Many new riders would love to be instructed on how to ride the proper way. Yes, there are some who think they're perfect, but when you're in a pack, you've got to follow the pack rules. If there aren't any, make some!!
We've got a similar ride down here. Lots of beginners and lots of people that ride like beginners. I'd say something, but the ride is sponsored by a LBS, not the one I work for, so I keep my mouth shut to avoid a conflict. No one is in charge and the fast riders hate the pack, so they blow off the front. Everyone else tries to keep up (and can't) and start riding above their ability. There is no paceline and it's just chaos.
There use to be a ride down here which you had to be invited to ride. Before the ride, the leader (or senior riders) would explain to the group what was expected and what the pace and distance would be. New riders we then pulled off to the side and given some hints and shown what to do privately so they wouldn't be embarrased. Usually whoever invited you, became your mentor. Beginners were also told if they couldn't pull through then just grab a wheel off the back and hang on. New riders were given a 5 ride grace period of no pulling through and a 30 day probation. If you couldn't follow the rules, you were asked to not return. There were very few accidents and the learning curve was fast, and the level of riders advanced tremendously.

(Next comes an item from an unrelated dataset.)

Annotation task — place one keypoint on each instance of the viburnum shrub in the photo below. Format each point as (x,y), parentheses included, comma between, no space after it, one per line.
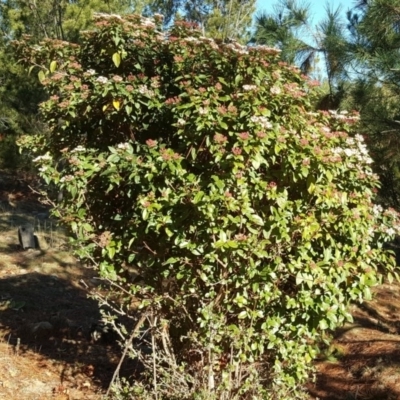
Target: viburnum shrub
(247,218)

Ask some of your senior riders to say something to the group or privately to the individual riders. If no one else will, do it yourself. It'll be safer for everyone.
09-17-01, 03:18 PM
This ride is comprised of several local racing teams and faster rec cyclists and has been around since the late 80s. No one is in charge per se but there is one fellow who appears to be the 'alpha' cyclist--kind of polices the pack (60-80 show up for this ride). He is fed up with these idiots and has a 'private' ride that turns off after warm up. That is the ride I follow as I was invited to join it. Lately, many others turn off with us mostly because they can't hang with the main group (we are considered the 'old man' ride). Now, we all drop back to let the unwelcomed, unsafe folks continue ahead on their own. This portion of the ride is very safe, it's the earlier portion where all the folks are together. I will now say something to anyone who is overlapping, etc. I had only been vocal to guys who suddenly shudder when reaching for a bottle or who ride in a shakey fashion.
09-19-01, 10:07 PM
A large, fast paced group should not be a stampede. It's a serious disaster waiting to happen. You aren't being too picky. If you don't feel safe riding in close proxemity to a particular rider, you probably aren't.
I would avoid even starting the ride with them, unless you let them get a good distance ahead quickly.